Adventures in RSS Curation
#I worked more on the RSS triage tool, abstracting both the star/save targets (currently have Inkwell API, pinboard, and Readwise) and the feed sources (currently just Inkwell API and Readwise feed items).
Readwise is a nice addition, because its API tracks your percent completed in an article, and the triage tool is watching for that to go to “100” before it considers an article a good recommendation. Inkwell just had “read/unread” via whatever RSS reader, which sets things to “read” on open (or requires a manual mark-read action). There’s also some interesting signal to be mined from Readwise partial reads, too, so that’s on the list.
Honestly, this could just be called “The Oregonianator,” because most feeds I bother with aren’t so godawful on signal-to-noise. I might skip things because they’re not my cup of tea on another feed, but the Oregonian’s catch-all RSS seems designed to get people to swear off RSS: So much filler, junk, clickbait, and syndicated content. When I wrote the outgoing EiC last year she offered a half-hearted defense of it all that sounded more like a hostage statement, vaguely alluding to the idea that the O’s web operation isn’t beholden to the editorial side. It feels like it’s all premised on a 15-year-old conception of SEO that requires high-churn content. It feels familiar to me because I had to do it for a while.

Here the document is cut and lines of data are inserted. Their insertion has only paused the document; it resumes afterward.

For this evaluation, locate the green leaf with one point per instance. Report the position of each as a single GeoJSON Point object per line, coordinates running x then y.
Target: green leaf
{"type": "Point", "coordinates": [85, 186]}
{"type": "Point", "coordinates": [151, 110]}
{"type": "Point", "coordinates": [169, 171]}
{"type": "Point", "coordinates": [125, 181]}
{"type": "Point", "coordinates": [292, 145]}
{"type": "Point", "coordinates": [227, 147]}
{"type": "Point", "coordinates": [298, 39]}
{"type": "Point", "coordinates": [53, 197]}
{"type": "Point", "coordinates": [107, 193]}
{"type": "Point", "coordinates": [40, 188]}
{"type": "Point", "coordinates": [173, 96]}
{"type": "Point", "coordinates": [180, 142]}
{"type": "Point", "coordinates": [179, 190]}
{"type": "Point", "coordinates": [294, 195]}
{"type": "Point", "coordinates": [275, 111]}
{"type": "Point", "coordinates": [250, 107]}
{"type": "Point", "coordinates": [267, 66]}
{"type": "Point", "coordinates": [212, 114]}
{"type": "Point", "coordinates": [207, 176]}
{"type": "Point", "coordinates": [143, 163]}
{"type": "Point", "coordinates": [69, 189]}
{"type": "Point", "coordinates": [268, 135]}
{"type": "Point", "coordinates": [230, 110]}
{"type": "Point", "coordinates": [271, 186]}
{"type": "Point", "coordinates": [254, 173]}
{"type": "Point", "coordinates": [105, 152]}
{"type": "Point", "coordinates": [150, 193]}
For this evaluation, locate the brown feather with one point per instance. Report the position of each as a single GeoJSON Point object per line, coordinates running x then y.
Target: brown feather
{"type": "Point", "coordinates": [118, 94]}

Architecturally, I could reduce this to a worker on a cron job that passes each article through user rules, then passes the survivors through to beefed up inference. Unlike RSS feeds, which have no state, Readwise would support this approach because things it finds in RSS become articles that can be removed from your queue. The other idea I considered was creating and serving a shadow Oregonian feed that’s been through triage.
For now, though, after a few days of training, I’ve pivoted the tool’s primary interface to a review system: There’s enough training data that the tool’s 0.1 - 1.0 confidence scale is pretty good at south of 0.15 and north of 0.7. So I let the app automatically remove articles at 0.15 or lower, and automatically promote 0.7 or higher. I’ll keep on training and see what I can do to narrow the band. There’s also a queue where I can fish a mistaken deletion out within 24 hours. The traditional triage queue remains, as well, for things that fall in between those two scores.
It makes me want to add more sources, because I’ve got a better way to triage them.